No, that's your assumption. The basic theory does not assume lower or upper boundaries for the ability of species to change.
Your right.
It doesn't really assume them, it just turns a blind eye to it, and refuses to recognize them.
There is no "Law of Gravity". There is "Newton's Law of Gravity" and Einstein's General Relativity which both put forward explanations of the observed effects of gravity (which are not universally observable... they're only observable to us because we live inside a gravity well... vacuum dwellers might have a different view...), but there is no "Law" as you state. Just the observation that bodies tend to attract each other through unknown means.
*Strangely, despite being superseded by General Relativity, Newton's Theory is still "Law..."
To paraphrase one of your statements, you do realize the law of gravity was around before You or Newton.
Just as we see an abundance of genetically similar but distinct species and we see incomplete speciation and even the process of speciation (flies, weeds, bacteria, etcetera ad infinitum) but cannot directly observe the means by which this comes to pass. Thus, our understanding of Gravity is the same as our understanding of Evolution. In fact, it's a whole level less well defined than Evolution, because you can actually observe speciation at the genetic level if you have the right equipment. You can't observe "gravitons."
Neither can you observe Evolution on the scale claimed.
I can observe the repeatable result of gravity readily at any time.
Likewise, I can observe the repeatable result of like-kind reproduction at any time.
Thats because they are fixed laws.
The possibility of Evolution exsists only in the abstract, untestable, unobservable, unsubstantiatable, time frame.
Evolution does not claim that species "jump." All it claims is that they change over time, which they do. Only once such changes become incontrovertible and the species can no longer mate with other sub-species or the base species does they become new ones. No "jumps" required. Just thousands upon thousands of generations of change.

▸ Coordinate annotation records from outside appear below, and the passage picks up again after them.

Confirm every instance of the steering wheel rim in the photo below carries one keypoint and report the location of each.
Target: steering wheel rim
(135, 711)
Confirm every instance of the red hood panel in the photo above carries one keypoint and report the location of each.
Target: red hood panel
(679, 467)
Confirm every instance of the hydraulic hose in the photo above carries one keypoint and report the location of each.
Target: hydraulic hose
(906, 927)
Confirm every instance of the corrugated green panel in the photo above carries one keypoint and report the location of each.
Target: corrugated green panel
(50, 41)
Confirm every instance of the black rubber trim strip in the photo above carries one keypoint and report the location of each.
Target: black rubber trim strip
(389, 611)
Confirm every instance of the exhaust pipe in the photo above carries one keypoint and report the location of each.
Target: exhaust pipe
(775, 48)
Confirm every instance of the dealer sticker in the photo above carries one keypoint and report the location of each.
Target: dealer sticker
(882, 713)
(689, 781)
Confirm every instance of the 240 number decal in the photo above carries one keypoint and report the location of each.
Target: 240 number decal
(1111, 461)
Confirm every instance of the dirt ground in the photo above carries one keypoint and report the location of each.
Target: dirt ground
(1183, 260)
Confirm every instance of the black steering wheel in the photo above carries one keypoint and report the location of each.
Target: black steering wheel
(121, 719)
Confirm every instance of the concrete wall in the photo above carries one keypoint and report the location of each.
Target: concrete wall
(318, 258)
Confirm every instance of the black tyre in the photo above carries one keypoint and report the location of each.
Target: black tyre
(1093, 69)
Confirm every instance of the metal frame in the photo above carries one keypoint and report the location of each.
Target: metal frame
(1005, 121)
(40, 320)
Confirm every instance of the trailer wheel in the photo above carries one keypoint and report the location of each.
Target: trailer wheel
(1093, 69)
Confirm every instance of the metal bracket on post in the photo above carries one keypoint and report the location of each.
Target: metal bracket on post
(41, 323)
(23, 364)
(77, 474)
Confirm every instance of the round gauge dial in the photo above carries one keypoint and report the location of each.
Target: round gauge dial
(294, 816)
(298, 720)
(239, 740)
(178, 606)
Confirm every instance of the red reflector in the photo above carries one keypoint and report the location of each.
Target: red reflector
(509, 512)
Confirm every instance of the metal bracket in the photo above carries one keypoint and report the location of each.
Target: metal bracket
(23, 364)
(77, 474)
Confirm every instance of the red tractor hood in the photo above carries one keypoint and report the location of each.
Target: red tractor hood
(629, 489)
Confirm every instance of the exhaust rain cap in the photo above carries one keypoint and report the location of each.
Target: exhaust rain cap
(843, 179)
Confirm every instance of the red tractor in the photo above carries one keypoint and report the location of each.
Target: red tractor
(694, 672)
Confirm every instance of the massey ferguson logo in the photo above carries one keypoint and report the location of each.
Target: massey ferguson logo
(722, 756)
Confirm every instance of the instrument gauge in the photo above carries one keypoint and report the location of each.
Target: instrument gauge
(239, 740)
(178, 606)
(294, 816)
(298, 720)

Quite convienent, wouldn't you say?
Just plug in an irrefutable unpredictable time expanse.
Too bad its unsubstantiatable as well.
Evolution makes no claims as to the endpoint of adaptation. Just the process..
Round and round she goes, where she stops, nobody knows.
Perhaps you could take a stab at what it claims from the common ancestor up to the present?
[Horses don't always produce horses. Haven't we been through this already last year? Horses have partially speciated, which is why we have Donkeys, Mules and Zebramules and other imperfect offspring of the miscegenetization between horses. .
Well this should hold great promise for intermediate species.
All of these have been around for quite sometime.
How many new species have developed, particularly from the mule side?
[Mules are an exception, in your book. But an exception to what? In science, exceptions don't prove the rule. They kill it. Any hypothesis which doesn't allow for mules is automatically bunk.
Its an exception in that you can breed two somewhat different species and get an offspring.
But then it is totally nullified by sterilization.
So much for that new species.
Thats just what it does to Evolution. Kills it.
Yet there are no exceptions to Evolution. Species which do not appear to physically change over time do not disprove Evolution, as it does not require that species exhibit morphological change if they survive just fine.
I think we're back to the claims again.
Flies? Flies are the easiest of all creatures to speciate. Scientists do it in the laboratory over lunch, for fun.
Yes and they still get flies.
Big surprise.
Note: You can't just handwave this away: "But they're still horses and flies." All equines are horses and all flies are... flies only in the same manner that all primates are chimpanzees. It's a semantic falsehood.
No, its an observable, repeatable, constant.
And you claim to know so much about Science.